Doctrine of Corporate Person Defended

One of the newer weapons in the arsenal of some convert apologists is the “person-nature” distinction.  It basically argues that the person is the “who” that does the action.  The nature is the “what.”  On the most basic level it is a fine distinction.  One has to use it in Trinitarian theology.  Person isn’t nature, otherwise the Trinity falls apart.  Many Easterners, however, use this distinction as an architectonic template for all of theology.  Admittedly, it is quite attractive.  The most cogent defense of it is by Joseph Farrell (see the one on Babylon’s Banksters, Part Six–roughly 25 minutes into it).  In short, it goes like this:

  • The doctrine of the corporate person (by that he means something akin what the West teaches about all of man’s representation in Adam) confuses the person nature distinction.  It is defined by a group of persons who unite into one larger group of “person” by their respectivefunctions.
  • Obviously, this is the foundation for the medieval notion of the corporation.
  • Directly tied to Western conception of original sin.
  • The cash-value aspect of this is that I can’t be responsible for what another person does.

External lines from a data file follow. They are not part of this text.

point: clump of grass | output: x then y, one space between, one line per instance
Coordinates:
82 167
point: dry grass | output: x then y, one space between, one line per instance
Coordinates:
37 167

There is much wisdom in the above and the West certainly took the idea of the corporate person in extremely deleterious ways.  However, to say that it isn’t “biblical” or that it is “unfair” goes too far.  Let’s look at some texts.  I am deliberately leaving off Romans 5:12.  In 2 Samuel 21 David is being punished for Saul’s sin against the Gibeonites.  On a surface level at least, this is the clearest rebuttal to the idea that Federal Representation is unbiblical and unjust.  In 1 Corinthians 12:14-20, we see something akin to the body being defined by the functions of the members.  Granted, it’s not a 1:1 correlation of the corporate person.

While those who reject Federal Headship in Romans 5:12 can still do so on some exegetical grounds, I hope the above texts remove the objection that the idea of Federal Headship is unjust.  One man’s actions, so we see, can represent another’s.